Update on Our Resiliency Focus Areas to Date
As a reminder, a big focus area for our team was to reduce the load on our datastores. We made significant progress in this area:
- Reduced the database read/write workload by 50%. Our initial target was a 10% reduction, so we greatly surpassed our initial estimates
- Reduced 45% of inserts/deletes from our database in US-1, 50% in EU, and 20% in the rest of our environments. The team's initial target was 40% in US-1 so we also beat this estimate
We also actioned all the initially identified resiliency priorities. These were all implemented either prior to the Thanksgiving holiday in the US or in early December:
- Added noisy neighbor protection for our extensibility stack (Webtask)
- Expanded our caching approach for common Authentication API requests
- Enforced new Auth API global rate limits for all production tenants
- Enforced 100 RPS for non-production enterprise tenants
- Refactored our connections schema and deleted unused entries/rows; in US-1, we reduced the table size by ~25X.
- Overprovisioning of our stack was done in anticipation of holiday traffic, we’ve since downsized based on usage data and some of the other protections put into place
While we made great progress on our improvement initiatives, I want to acknowledge that in December we experienced a few issues related to our network edge, which caused unfortunate customer impact. We have met with our network edge provider to ensure our expectations around incident response and service levels are understood and upheld. We’ve also initiated a new internal effort to review our Edge resiliency plan and kicked off the discovery work.

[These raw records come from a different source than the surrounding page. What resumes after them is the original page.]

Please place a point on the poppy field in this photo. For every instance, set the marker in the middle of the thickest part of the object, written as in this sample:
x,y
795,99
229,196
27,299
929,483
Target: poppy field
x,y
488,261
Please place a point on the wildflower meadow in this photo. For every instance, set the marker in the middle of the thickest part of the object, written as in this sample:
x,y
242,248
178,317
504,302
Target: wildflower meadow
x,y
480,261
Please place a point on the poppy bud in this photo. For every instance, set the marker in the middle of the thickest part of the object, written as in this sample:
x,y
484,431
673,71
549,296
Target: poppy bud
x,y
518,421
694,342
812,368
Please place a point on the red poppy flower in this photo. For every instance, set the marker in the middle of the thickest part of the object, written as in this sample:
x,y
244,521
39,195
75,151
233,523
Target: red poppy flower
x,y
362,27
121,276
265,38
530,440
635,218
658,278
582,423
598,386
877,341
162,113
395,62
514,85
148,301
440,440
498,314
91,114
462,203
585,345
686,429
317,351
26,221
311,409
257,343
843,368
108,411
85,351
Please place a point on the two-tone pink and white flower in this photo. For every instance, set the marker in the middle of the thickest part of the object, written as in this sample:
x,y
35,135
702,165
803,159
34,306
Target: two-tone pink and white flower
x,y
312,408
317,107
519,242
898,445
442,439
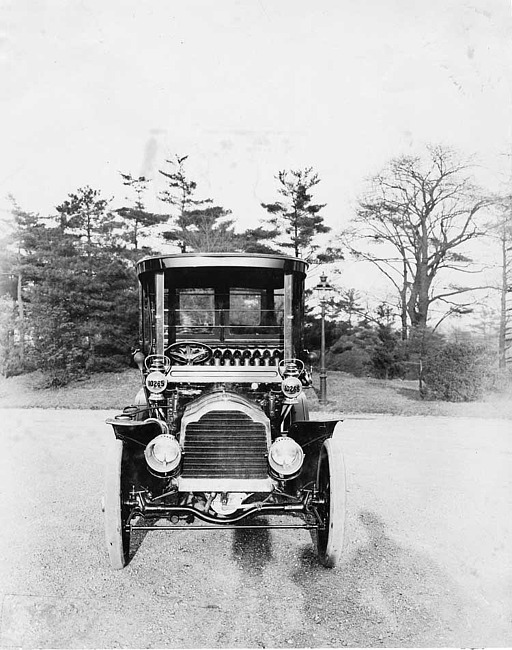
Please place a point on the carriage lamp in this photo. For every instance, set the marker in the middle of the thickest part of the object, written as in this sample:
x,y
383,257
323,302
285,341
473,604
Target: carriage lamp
x,y
163,453
291,388
156,383
285,457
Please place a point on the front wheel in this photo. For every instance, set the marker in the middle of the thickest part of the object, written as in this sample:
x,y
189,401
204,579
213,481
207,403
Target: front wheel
x,y
331,487
115,511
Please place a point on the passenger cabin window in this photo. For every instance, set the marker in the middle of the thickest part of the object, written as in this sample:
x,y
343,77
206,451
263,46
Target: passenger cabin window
x,y
196,311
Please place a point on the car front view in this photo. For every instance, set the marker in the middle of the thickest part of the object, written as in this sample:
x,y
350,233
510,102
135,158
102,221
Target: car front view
x,y
219,434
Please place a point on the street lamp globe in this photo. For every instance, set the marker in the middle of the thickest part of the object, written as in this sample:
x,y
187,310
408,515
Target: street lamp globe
x,y
325,291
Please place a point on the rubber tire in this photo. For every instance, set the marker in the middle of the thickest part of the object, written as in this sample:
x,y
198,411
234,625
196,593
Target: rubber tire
x,y
117,539
331,484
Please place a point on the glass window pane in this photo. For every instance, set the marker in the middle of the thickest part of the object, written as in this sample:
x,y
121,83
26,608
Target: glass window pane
x,y
196,308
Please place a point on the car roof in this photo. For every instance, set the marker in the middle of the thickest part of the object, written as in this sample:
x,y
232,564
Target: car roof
x,y
219,260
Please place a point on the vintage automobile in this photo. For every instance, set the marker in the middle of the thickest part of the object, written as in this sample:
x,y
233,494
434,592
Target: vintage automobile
x,y
219,434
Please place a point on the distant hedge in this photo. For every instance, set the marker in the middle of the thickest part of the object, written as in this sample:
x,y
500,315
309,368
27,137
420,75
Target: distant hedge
x,y
458,372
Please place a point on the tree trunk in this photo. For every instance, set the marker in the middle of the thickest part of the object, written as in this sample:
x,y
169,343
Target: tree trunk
x,y
502,346
21,316
403,303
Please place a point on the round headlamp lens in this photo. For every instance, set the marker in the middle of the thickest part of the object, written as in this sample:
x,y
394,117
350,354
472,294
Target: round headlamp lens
x,y
285,456
163,453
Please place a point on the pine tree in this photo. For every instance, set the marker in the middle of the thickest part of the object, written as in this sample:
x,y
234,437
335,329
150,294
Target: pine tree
x,y
137,220
296,216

We’ll provide further updates as we make meaningful progress on this effort.
What’s Next in 2022
Resiliency has been and remains a top priority for Auth0 in 2022. The work that I outlined above has laid strong foundations that will serve as a springboard for our ongoing priorities. Below are a few key highlights of what to expect this year.

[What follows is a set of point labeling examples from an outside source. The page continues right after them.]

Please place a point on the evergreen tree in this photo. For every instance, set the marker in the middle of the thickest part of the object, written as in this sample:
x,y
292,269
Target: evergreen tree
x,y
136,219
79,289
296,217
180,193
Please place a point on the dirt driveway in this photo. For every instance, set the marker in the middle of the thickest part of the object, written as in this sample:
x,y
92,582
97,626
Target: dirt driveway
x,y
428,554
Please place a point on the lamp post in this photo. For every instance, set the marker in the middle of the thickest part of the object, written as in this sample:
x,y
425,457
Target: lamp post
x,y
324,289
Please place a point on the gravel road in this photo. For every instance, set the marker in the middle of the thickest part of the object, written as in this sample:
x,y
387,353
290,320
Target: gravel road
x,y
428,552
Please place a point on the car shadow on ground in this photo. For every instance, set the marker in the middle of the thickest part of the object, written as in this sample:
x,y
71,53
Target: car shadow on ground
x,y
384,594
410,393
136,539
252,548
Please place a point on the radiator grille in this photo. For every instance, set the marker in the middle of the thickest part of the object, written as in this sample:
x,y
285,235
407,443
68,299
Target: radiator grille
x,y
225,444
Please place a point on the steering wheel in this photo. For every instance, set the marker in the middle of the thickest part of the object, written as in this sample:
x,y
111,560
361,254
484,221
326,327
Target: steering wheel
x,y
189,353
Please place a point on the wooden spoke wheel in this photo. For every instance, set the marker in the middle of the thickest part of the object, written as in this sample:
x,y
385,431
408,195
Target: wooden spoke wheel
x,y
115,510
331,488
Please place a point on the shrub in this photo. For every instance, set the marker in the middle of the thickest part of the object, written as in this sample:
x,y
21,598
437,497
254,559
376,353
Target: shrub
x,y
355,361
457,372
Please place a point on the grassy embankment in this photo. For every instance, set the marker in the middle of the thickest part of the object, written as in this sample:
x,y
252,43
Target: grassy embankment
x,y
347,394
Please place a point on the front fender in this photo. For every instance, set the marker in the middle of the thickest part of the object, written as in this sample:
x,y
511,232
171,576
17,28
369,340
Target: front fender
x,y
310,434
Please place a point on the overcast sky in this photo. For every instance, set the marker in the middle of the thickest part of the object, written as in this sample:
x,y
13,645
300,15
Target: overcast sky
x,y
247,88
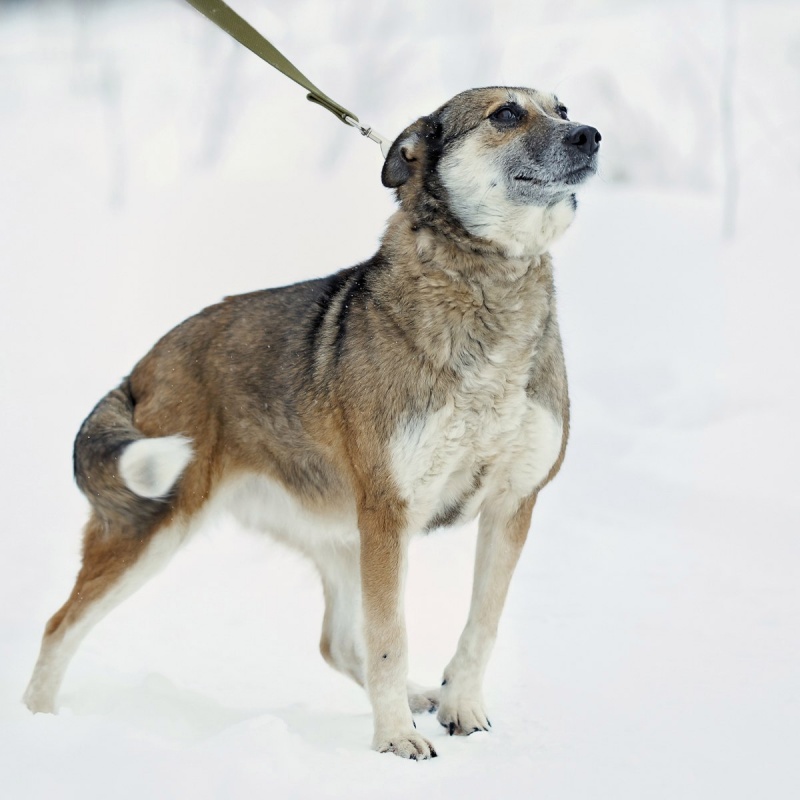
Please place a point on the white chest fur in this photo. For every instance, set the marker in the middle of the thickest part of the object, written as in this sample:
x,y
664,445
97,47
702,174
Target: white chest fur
x,y
489,441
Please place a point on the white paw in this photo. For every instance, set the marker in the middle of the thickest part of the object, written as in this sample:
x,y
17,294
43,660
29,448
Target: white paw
x,y
462,713
421,699
406,744
39,701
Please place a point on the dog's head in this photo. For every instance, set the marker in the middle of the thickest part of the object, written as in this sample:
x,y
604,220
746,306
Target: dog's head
x,y
500,163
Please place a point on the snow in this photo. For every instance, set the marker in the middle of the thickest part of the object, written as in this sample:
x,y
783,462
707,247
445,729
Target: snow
x,y
650,646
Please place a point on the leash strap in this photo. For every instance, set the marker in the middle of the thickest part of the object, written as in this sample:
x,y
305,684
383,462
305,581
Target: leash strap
x,y
244,33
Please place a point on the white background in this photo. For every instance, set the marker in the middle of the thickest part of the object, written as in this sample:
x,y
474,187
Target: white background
x,y
650,646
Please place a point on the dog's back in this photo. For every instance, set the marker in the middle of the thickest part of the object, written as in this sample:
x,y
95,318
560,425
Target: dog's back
x,y
416,390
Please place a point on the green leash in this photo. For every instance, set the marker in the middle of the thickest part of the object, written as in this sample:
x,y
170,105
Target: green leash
x,y
244,33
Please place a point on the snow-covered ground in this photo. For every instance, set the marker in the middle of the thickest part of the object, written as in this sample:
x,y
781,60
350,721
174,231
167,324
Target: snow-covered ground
x,y
651,645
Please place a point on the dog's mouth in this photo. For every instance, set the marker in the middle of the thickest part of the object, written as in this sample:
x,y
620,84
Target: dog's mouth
x,y
570,178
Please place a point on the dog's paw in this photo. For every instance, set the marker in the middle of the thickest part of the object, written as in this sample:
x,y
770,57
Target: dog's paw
x,y
463,714
421,699
406,744
39,700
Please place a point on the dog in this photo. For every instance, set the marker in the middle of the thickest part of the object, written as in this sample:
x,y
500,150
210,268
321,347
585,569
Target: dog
x,y
417,390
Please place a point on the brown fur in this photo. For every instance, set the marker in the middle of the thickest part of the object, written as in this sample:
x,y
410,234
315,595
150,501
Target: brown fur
x,y
314,386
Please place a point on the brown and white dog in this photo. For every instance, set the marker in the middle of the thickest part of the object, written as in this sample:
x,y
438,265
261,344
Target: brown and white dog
x,y
342,415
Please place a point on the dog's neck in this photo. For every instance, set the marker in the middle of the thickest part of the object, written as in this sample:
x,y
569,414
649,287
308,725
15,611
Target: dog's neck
x,y
466,299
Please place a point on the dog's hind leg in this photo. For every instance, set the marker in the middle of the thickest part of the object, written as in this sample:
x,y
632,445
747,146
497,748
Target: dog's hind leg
x,y
115,564
342,640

This is one of our top priorities for the first half of 2022. Construction efforts have kicked off for three new production environments that will enable us to shift load as required for our demand response strategies and limit the blast radius of disruptions and outages. These environments will be launched in 1H 2022 and will feature two new options in the US and one in the EU.
Automated Tenant Migration Process
In addition to new environments, our team has been working on our capabilities to move tenants from one environment to another in order to further reduce the blast radius. The early design work began in Q3 2021, with a focus on high-touch migration of select targeted customers based on feature usage, workload, and configuration. As we iterate and learn from that effort, we will shape up our tenant migration process from “high-touch”/manual intensive to a more automated process.
New Platform Rollout
We are laser-focused on our platform modernization efforts which have an underlying architecture that is responsive and resilient to meet all current and anticipated customer needs. The new platform is already powering our product that launched on MS Azure in November 2021. I will share details about the availability of this new platform on AWS as we get closer to launch in Q1 2022.
Thank you for the continued trust that you place in Auth0 to meet your identity needs. We have exciting things in the works that will enable us to continue our delivery of a Tier 0 service with all of the product innovation you have come to rely on for your applications.